他随手掐断了院子里开的最好的那朵花用来盖住尸体的恶臭。
我看着他,把他的模样在心里刻了一遍又一遍。
这十天,院子里但凡能塞进嘴里的东西我都吃了个遍,最饿的时候,我甚至吃了一只老鼠。
但我独独没碰娘生前最喜欢的那朵花。
可现在,它却被一个小太监掐断,揉碎,碾在帕子上,捂住了自己的口鼻。
后来那个太监被我扔进了满是尖刺的荆棘丛里,我看着手上鲜红的豆蔻,笑的一脸天真。
「本宫听说这血浇灌出来的花最是好看,烦劳你替本宫好生看护着这些花儿了。」
那太监哭嚎的声音很刺耳,我干脆便派人割了他的舌头。
那一年,我刚十六。
却已经成了这后宫最声名狼藉的公主。
我比娘亲生的还要美艳。
别的公主忙着琴棋书画的时候,我正坐在宫里最帅的侍卫腿上用嘴喂他吃葡萄。
那些妃子们忙着争宠斗得你死我活的时候,我已经在父皇面前大跳艳舞,五十多岁的人却被我逗弄得像个情窦初开的少年。

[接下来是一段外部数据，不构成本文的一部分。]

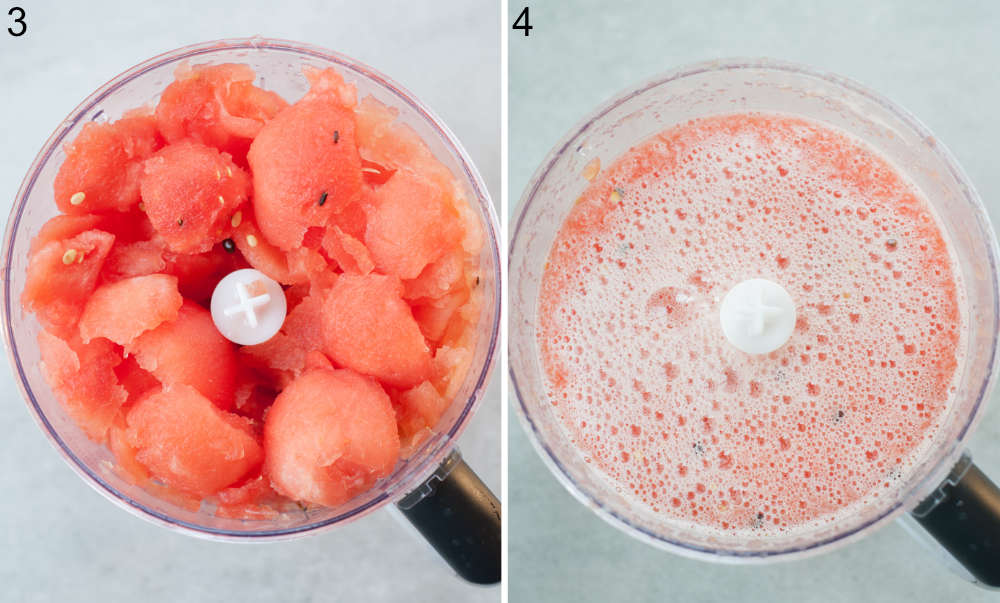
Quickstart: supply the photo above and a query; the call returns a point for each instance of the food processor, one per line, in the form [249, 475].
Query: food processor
[944, 492]
[432, 487]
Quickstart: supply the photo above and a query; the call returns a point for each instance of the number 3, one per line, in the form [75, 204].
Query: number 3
[19, 20]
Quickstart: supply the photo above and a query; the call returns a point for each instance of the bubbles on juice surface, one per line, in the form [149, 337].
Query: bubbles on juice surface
[645, 382]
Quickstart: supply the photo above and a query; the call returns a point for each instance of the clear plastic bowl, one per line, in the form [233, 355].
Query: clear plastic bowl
[735, 86]
[278, 65]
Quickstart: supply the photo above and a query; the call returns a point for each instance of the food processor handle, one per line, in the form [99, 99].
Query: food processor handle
[963, 515]
[459, 516]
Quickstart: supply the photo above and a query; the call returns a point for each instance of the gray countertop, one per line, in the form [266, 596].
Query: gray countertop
[936, 59]
[65, 542]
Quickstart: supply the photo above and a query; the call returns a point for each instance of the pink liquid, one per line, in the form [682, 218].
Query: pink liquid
[646, 384]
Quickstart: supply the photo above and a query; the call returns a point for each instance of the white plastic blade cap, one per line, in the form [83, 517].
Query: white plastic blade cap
[757, 316]
[248, 307]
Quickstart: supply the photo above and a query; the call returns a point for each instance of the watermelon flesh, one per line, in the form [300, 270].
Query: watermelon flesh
[329, 436]
[102, 167]
[305, 164]
[62, 275]
[191, 192]
[349, 210]
[188, 443]
[368, 327]
[82, 377]
[125, 309]
[217, 105]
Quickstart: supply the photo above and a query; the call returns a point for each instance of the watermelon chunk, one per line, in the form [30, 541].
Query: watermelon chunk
[369, 328]
[188, 443]
[410, 224]
[168, 352]
[438, 278]
[298, 266]
[305, 164]
[329, 436]
[301, 333]
[217, 105]
[133, 259]
[135, 379]
[396, 146]
[102, 167]
[125, 462]
[251, 499]
[62, 275]
[127, 227]
[419, 408]
[63, 227]
[83, 379]
[191, 192]
[123, 310]
[198, 274]
[435, 315]
[450, 368]
[350, 254]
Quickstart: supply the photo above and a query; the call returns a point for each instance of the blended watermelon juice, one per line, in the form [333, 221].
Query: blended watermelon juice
[678, 420]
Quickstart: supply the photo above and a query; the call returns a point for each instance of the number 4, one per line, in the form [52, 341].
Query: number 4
[522, 22]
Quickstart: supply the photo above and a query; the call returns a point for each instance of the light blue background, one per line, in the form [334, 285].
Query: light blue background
[62, 541]
[938, 59]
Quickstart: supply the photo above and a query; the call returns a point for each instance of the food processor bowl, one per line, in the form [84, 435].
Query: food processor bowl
[278, 65]
[740, 86]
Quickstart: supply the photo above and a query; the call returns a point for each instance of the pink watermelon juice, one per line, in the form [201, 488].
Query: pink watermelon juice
[348, 209]
[683, 423]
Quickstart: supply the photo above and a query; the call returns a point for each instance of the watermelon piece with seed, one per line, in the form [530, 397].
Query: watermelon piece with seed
[123, 310]
[329, 436]
[61, 276]
[103, 165]
[189, 350]
[368, 327]
[191, 192]
[305, 164]
[82, 378]
[188, 443]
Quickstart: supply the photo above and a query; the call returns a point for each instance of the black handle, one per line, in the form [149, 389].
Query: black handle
[460, 518]
[963, 514]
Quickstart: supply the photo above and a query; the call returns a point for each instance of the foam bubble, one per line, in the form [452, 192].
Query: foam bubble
[645, 382]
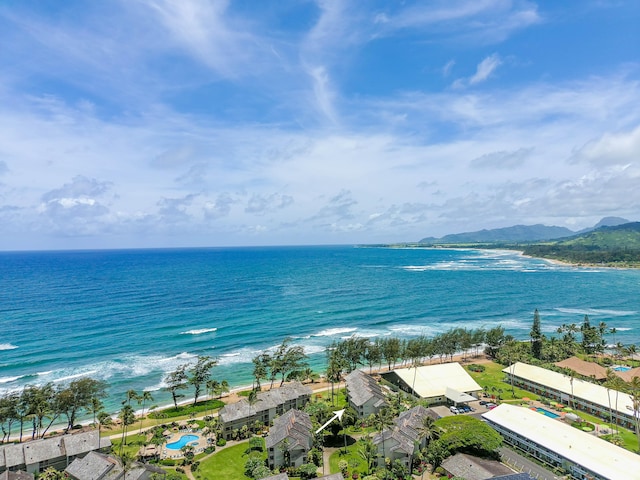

这个皇宫脏得很,但所有人却都仰赖这个泥潭,挣扎求生。我也不例外。
我十七岁那年,父皇驾崩。
所有人都等着看我好戏。
他们都以为我这些年为祸后宫乃至朝堂所仰赖的不过是父皇的宠爱。
父皇死后自然会有数不清的人要收拾我。
可他们哪里知道。хľ
太子登基大典那天,他扔下了新婚的皇后,偷偷的爬上了我的床。
眼角旖旎的伏在我身前,像只摇尾乞怜的狗。
我手指轻轻点在容衍的眉心,笑得艳丽,问他,人人都说我是这天启的祸害,陛下就不怕我祸了你的国,害了你的命?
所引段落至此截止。